Burton seems like a fascinating character in real life, and I don't know if it's the fault of the author or translator, but the book is just very muddled and he never really comes fully to life as a character.
Ultimately, while the writing is usually fine, it is the complicated narrative structure of the book that is its undoing. As we begin in India, we see Burton through his own eyes and the eyes of his servant, who is dictating a letter describing his time with Burton. This 3-part narrative structure is repeated throughout the 3 segments of the book (save for the beginning and the ending vignettes), and it becomes especially problematic as the story progresses.
The core reason it became so problematic for me is the length of the sections given by each narrator. In the first section, in India, we often have multi-page sections of both Burton living his experiences and also his servant dictating them. Even here, there are simply too many jumps between perspectives, but at least each section has something of a narrative flow to it. Although I found this first section to be the most interesting reading, in terms of delving into Burton's character, it was also the section in which the main achievement - his translation of the Kama Sutra - was very much in the background.

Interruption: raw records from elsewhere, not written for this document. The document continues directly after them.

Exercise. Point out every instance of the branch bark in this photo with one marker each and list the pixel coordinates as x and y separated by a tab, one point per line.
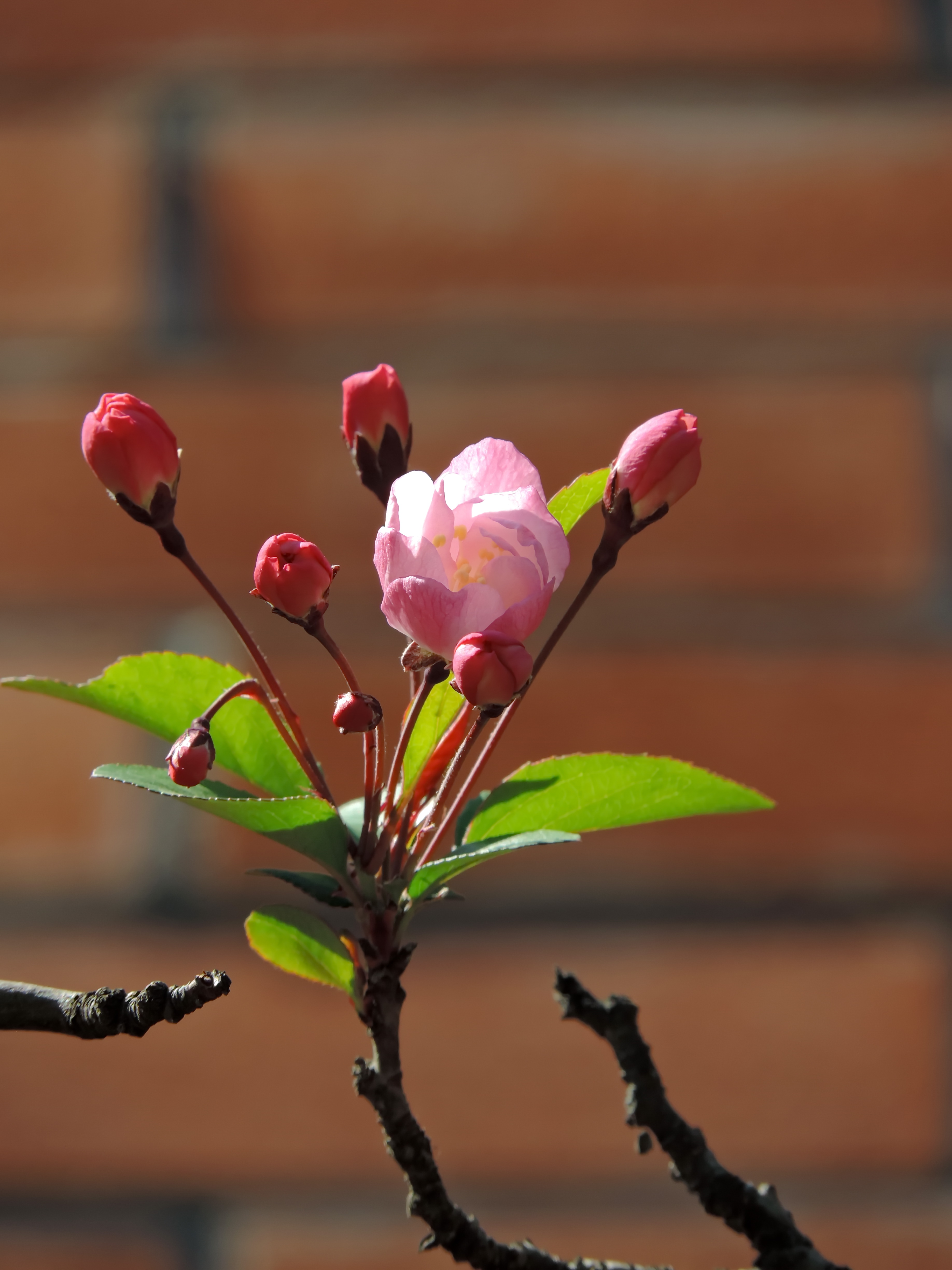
383	1085
106	1011
754	1212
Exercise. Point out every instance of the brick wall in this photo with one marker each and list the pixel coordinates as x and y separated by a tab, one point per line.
555	222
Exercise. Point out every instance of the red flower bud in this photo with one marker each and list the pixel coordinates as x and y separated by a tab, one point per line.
658	464
377	427
357	712
292	575
489	668
192	756
132	450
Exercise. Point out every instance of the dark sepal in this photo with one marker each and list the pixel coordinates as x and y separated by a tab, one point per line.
620	526
379	469
159	517
417	658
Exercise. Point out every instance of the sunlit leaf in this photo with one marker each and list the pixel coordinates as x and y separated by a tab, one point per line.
306	824
163	693
300	943
319	887
469	812
432	877
570	503
440	709
579	793
352	815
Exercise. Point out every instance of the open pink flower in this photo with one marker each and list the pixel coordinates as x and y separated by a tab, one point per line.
491	668
479	549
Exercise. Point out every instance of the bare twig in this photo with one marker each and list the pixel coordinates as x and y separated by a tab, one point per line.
754	1212
106	1011
381	1082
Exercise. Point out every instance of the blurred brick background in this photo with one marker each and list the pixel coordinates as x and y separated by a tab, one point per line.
555	220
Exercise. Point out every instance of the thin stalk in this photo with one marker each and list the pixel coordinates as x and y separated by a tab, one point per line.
449	780
430	681
497	735
253	689
262	664
475	771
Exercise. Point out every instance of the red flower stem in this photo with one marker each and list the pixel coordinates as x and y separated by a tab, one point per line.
593	580
399	851
262	664
430	681
449	780
475	773
254	690
315	627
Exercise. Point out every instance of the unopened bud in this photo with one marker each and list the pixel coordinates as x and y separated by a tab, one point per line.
294	576
134	453
192	756
657	465
489	668
377	427
357	712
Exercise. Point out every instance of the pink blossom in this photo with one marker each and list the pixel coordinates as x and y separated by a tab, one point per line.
658	463
292	575
491	668
374	399
479	549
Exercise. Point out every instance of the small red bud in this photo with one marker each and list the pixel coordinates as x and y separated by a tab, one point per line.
191	757
357	712
292	575
377	427
134	453
491	668
658	464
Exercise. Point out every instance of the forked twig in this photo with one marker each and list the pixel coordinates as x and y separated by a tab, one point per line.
754	1212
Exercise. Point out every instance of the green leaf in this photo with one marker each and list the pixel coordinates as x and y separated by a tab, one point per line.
573	501
435	875
300	943
579	793
465	818
352	815
163	693
306	824
319	887
438	712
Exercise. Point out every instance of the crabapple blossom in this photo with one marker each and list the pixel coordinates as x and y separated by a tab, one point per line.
292	575
491	668
658	464
473	552
377	427
357	712
191	757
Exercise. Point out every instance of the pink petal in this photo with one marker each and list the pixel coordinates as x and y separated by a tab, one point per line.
532	514
437	618
515	578
521	620
488	468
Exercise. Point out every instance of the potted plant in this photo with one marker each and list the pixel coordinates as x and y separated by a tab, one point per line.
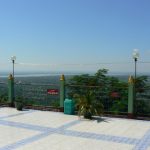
88	105
19	103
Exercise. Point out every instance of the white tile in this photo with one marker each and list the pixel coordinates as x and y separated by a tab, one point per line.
9	135
116	127
61	142
44	118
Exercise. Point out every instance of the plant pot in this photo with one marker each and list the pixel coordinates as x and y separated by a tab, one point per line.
19	105
87	115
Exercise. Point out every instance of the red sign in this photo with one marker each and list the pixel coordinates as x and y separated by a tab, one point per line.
52	91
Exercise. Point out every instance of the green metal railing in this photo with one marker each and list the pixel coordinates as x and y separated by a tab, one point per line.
37	94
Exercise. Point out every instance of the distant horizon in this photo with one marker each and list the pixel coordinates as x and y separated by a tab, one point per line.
55	73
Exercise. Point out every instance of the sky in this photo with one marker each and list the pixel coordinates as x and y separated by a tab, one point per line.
74	35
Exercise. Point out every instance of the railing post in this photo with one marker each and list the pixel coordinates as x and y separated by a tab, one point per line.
130	97
11	90
62	91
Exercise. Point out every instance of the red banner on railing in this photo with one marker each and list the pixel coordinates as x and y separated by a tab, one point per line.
52	91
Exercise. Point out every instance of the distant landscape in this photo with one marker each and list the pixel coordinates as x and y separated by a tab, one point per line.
53	78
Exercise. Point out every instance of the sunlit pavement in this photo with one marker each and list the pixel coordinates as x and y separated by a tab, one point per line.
43	130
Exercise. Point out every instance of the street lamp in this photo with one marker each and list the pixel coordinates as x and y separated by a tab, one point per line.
13	58
135	57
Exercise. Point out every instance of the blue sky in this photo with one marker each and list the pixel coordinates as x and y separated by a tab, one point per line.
74	35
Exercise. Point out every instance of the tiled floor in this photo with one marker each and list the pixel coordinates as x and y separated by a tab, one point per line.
42	130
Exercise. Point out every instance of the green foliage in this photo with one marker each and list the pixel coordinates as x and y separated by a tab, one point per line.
19	103
88	105
102	87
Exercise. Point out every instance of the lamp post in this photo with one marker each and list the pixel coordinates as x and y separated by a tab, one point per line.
135	57
13	58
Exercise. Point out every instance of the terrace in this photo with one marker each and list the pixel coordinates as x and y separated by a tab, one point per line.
32	129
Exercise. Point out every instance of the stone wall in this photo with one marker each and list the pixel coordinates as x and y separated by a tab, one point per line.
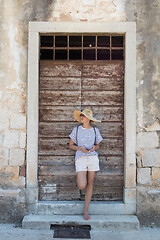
14	18
146	15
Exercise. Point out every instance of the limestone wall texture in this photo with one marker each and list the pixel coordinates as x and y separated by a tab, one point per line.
14	18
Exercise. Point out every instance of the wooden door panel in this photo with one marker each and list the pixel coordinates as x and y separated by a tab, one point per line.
103	70
114	98
60	83
50	97
101	84
51	129
48	68
65	87
60	146
61	114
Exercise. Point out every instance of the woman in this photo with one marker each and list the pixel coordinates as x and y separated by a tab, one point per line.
85	140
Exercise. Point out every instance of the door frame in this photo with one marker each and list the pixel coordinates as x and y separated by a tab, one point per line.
127	28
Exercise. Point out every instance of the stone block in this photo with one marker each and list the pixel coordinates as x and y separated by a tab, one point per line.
22	170
12	171
88	2
1	139
130	195
17	157
18	121
4	154
22	140
18	181
155	173
147	140
4	120
144	175
11	139
151	158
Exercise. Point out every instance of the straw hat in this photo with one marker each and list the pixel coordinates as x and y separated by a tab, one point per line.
87	112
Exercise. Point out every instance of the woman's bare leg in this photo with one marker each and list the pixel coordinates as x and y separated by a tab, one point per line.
88	195
81	180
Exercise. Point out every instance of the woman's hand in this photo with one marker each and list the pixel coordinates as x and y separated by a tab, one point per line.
93	148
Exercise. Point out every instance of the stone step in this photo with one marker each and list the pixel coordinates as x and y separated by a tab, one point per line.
76	208
108	222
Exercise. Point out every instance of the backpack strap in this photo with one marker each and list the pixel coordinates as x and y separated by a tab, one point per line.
95	135
77	135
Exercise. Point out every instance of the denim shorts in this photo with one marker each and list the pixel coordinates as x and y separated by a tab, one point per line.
87	163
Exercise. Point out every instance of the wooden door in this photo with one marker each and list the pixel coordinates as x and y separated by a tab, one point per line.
65	87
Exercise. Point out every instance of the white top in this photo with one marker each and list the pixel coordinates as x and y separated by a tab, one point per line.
85	138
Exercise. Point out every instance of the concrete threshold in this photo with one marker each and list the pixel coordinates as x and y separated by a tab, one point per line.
108	222
76	208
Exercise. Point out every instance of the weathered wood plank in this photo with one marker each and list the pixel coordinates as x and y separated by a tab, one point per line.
66	181
56	83
45	170
102	98
102	84
60	70
103	70
59	113
51	129
49	97
70	160
61	146
66	193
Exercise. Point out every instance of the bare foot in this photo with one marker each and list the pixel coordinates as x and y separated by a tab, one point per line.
86	217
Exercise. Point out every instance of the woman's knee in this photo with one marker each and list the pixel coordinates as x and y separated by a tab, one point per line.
81	186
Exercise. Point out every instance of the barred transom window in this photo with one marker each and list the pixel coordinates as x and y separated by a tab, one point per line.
81	47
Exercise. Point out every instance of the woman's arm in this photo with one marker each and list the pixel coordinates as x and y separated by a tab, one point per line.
74	147
94	148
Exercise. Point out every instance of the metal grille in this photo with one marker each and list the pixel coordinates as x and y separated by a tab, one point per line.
81	47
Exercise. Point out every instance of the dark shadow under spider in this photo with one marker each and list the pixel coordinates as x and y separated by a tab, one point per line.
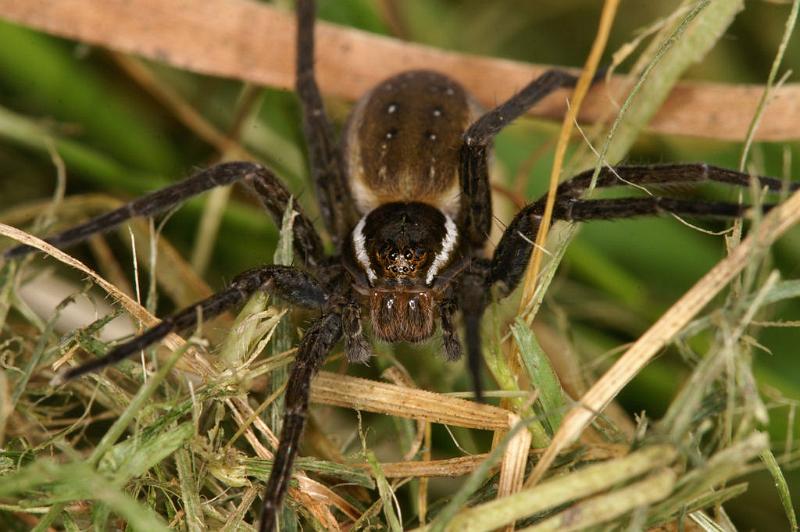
437	268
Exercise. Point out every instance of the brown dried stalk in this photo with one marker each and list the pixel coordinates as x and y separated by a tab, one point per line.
253	42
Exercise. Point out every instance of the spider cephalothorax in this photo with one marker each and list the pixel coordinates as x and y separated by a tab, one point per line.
401	248
407	205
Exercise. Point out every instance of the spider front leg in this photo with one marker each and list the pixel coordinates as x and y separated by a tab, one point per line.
472	298
327	166
272	193
666	174
318	341
291	284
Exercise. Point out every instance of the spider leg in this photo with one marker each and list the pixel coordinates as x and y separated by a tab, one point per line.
472	291
270	190
289	283
314	347
356	347
666	174
450	341
327	167
476	209
513	252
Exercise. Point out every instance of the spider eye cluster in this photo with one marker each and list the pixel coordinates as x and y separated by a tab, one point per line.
401	261
404	244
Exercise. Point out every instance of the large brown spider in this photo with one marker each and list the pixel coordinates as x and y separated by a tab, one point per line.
405	200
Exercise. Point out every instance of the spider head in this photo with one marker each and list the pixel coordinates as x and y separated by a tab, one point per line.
399	249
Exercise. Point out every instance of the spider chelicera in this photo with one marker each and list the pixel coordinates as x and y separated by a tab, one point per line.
406	202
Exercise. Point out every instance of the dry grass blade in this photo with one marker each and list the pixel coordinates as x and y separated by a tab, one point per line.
390	399
237	32
451	467
173	341
777	222
582	87
557	491
604	508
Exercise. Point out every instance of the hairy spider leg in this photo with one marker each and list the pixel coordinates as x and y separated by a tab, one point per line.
325	157
271	192
513	252
664	175
318	341
291	284
475	216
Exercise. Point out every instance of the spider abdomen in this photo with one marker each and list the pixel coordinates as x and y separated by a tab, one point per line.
402	142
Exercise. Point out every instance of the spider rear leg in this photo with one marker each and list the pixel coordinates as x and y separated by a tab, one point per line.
327	166
476	208
666	174
514	250
291	284
271	191
318	341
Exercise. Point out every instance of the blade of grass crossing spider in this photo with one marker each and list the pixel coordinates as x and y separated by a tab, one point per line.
541	374
385	490
282	342
782	486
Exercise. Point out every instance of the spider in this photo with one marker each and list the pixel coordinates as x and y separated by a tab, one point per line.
406	202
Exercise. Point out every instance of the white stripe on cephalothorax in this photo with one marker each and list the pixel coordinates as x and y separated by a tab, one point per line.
361	251
449	242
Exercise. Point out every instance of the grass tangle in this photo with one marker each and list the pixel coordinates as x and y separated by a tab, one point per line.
699	432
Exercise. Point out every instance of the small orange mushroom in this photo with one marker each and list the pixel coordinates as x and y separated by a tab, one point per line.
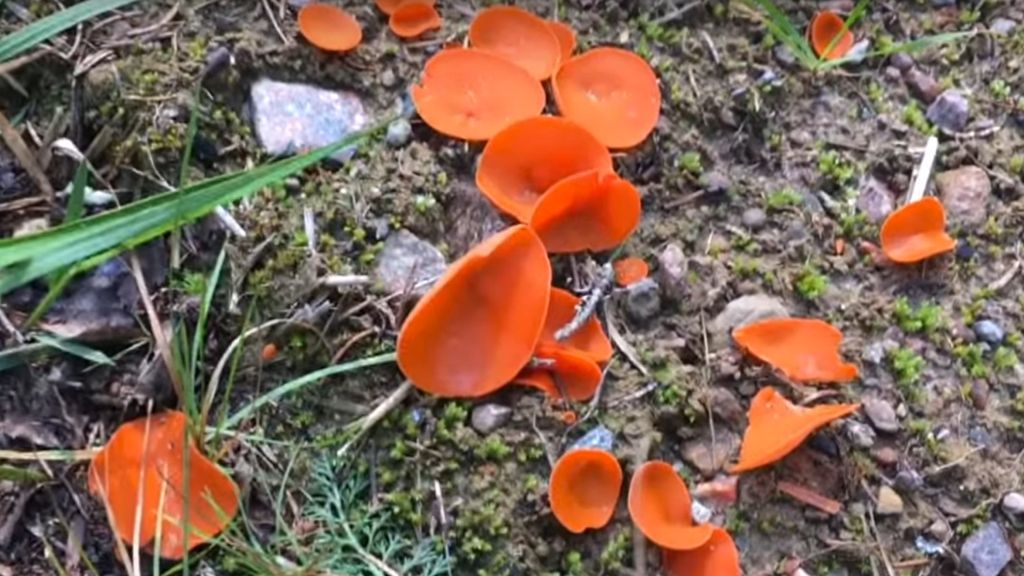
148	453
587	211
824	27
916	232
804	350
777	427
612	92
630	270
472	95
565	36
522	161
517	36
329	28
584	488
660	507
717	558
413	18
479	324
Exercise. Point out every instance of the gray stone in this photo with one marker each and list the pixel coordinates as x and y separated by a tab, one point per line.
743	311
875	199
290	118
406	261
881	413
965	194
986	551
988	331
949	112
488	417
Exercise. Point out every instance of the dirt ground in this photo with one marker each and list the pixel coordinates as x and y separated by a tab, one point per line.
762	178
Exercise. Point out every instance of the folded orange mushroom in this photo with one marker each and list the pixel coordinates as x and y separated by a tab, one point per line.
413	18
660	507
584	488
587	211
517	36
610	91
916	232
824	27
479	324
776	426
329	28
470	94
717	558
525	159
802	348
148	453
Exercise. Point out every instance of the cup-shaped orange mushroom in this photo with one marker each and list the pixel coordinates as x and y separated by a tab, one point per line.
587	211
717	558
612	92
571	371
805	350
584	488
414	17
517	36
776	426
916	232
660	507
824	27
479	324
329	28
148	453
472	95
522	161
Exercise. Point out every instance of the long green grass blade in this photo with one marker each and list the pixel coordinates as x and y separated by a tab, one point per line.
42	30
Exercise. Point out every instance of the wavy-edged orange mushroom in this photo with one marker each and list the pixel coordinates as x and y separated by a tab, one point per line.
630	270
471	94
824	27
776	426
479	324
717	558
612	92
522	161
916	232
659	505
587	211
329	28
565	36
413	18
584	488
576	371
518	36
805	350
148	452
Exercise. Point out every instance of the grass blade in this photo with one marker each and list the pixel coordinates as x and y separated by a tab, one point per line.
42	30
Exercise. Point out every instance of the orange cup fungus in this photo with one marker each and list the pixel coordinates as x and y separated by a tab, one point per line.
777	427
329	28
630	271
584	488
142	467
612	92
522	161
587	211
804	350
717	558
660	507
479	324
471	94
517	36
413	18
916	232
824	27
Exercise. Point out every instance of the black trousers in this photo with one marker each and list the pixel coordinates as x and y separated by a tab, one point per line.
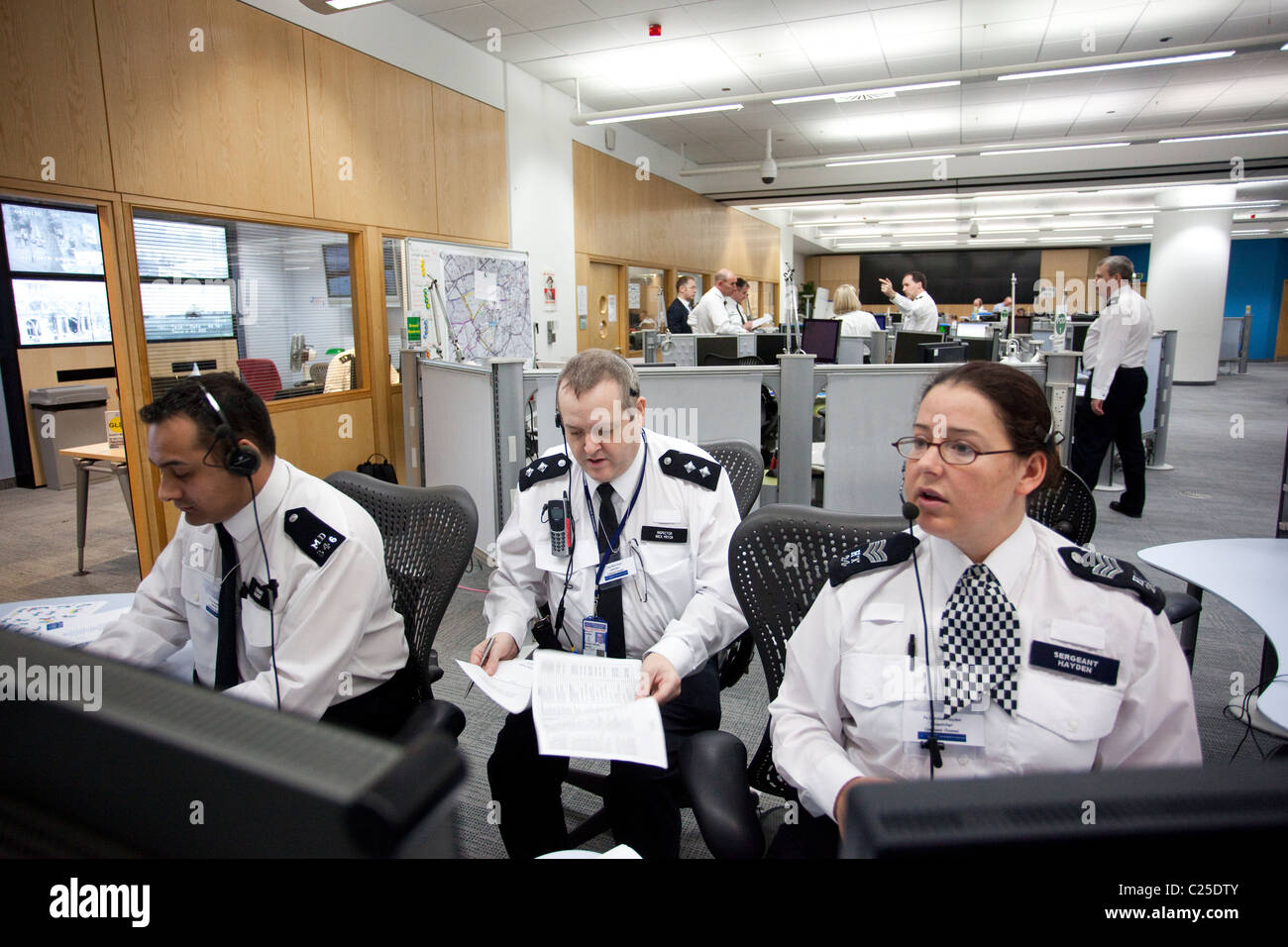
380	711
1120	425
642	801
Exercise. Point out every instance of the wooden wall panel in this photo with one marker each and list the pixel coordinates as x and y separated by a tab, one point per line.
471	167
52	94
660	223
227	125
372	128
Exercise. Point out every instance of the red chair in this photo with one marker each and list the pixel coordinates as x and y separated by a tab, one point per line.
261	375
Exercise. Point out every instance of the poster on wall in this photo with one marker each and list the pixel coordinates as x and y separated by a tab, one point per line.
477	295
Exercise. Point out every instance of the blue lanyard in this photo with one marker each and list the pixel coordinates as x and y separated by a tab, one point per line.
593	525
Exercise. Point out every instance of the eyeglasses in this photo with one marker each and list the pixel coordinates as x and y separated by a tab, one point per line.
957	453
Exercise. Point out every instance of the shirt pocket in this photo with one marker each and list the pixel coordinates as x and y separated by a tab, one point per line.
1059	722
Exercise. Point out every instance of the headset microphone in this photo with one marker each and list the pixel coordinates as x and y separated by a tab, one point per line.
911	512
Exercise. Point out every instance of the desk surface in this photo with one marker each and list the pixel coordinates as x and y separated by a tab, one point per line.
1249	575
99	451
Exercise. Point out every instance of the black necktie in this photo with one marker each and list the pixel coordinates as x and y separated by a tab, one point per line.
979	635
230	612
610	599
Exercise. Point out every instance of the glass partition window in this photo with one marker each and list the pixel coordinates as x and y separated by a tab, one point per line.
54	263
269	303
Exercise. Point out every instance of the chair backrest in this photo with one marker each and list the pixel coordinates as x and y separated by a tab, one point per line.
429	536
778	562
746	470
745	467
712	360
1067	506
261	376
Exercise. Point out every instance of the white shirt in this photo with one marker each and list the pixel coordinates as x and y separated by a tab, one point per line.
919	315
711	315
336	631
838	712
1119	338
691	612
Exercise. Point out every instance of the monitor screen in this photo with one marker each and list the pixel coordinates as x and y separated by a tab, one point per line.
819	339
906	346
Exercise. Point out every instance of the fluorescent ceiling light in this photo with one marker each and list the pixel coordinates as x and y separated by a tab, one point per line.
1214	138
858	94
888	161
668	114
1108	67
1055	147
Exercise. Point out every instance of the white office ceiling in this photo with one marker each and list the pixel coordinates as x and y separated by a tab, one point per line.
717	50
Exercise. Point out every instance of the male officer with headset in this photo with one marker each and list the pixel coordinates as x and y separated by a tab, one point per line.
275	578
645	577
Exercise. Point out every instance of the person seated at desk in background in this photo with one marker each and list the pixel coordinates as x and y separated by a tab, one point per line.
712	312
275	578
1046	656
665	508
678	313
919	313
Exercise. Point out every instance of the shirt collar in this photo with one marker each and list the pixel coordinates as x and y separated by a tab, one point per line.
1009	562
241	525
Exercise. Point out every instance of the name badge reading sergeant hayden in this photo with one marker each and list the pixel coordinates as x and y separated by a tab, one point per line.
1080	664
664	534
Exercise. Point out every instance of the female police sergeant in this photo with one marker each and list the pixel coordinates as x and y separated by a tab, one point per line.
1047	657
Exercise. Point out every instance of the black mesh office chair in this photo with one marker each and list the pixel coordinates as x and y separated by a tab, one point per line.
1069	508
429	538
778	564
711	360
741	460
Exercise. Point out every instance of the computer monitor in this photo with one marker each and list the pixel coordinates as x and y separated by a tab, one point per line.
906	346
722	346
932	352
769	346
136	763
1210	810
819	339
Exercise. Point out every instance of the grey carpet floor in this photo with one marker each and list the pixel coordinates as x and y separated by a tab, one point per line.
1227	445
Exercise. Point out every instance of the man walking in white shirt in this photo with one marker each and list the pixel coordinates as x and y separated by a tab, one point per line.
1115	352
919	313
711	313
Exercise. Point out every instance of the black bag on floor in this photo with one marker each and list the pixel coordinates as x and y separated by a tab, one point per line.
381	470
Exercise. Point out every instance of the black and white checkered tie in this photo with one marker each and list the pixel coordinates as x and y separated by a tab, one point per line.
979	637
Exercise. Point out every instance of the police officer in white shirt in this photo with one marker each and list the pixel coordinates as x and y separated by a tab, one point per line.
1042	656
1116	348
275	578
919	313
712	312
645	577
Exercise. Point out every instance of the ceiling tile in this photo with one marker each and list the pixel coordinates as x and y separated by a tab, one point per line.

In the second section is where the length of the vignettes became most problematic for me. In this section, I actually really liked Burton's perspective, but some things felt forced, such as his encounter with the drunken Albanian dervish. Furthermore, even though I liked the characters of the bickering officials of what would later become Saudi Arabia interviewing people who'd encountered Burton during his hajj, I found their sections were far too repetitive and occurred far too frequently - many times breaking the flow of the narrative.
In this, the final section was the worst offender, and the most difficult to read. In fact, when we are first introduced to Sidi Mubarek Bombay (SMB), I thought *he* was Burton, that Burton had fully subsumed his identity from the 2nd section and had "retired" to Zanzibar (mostly due to Bombay's origins and his strange relationship with the local mosque).
No matter. In this final section, we are given both Burton and Speke, and their animosity towards one another is constantly talked about but very rarely shown (except in one scene on the riverbank near the end). This rang hollow. Furthermore, at this stage, we are basically jumping between SMB's narration and Burton's at every "scene," and it's simply too much. In one vignette, Burton and Speke are recovering from fever and decide to take a walk outside. That's it. With relatively few pages devoted to Burton in this section, it was mostly wasted on boring, uneventful marching and on him and/or Speke lying prone with fever.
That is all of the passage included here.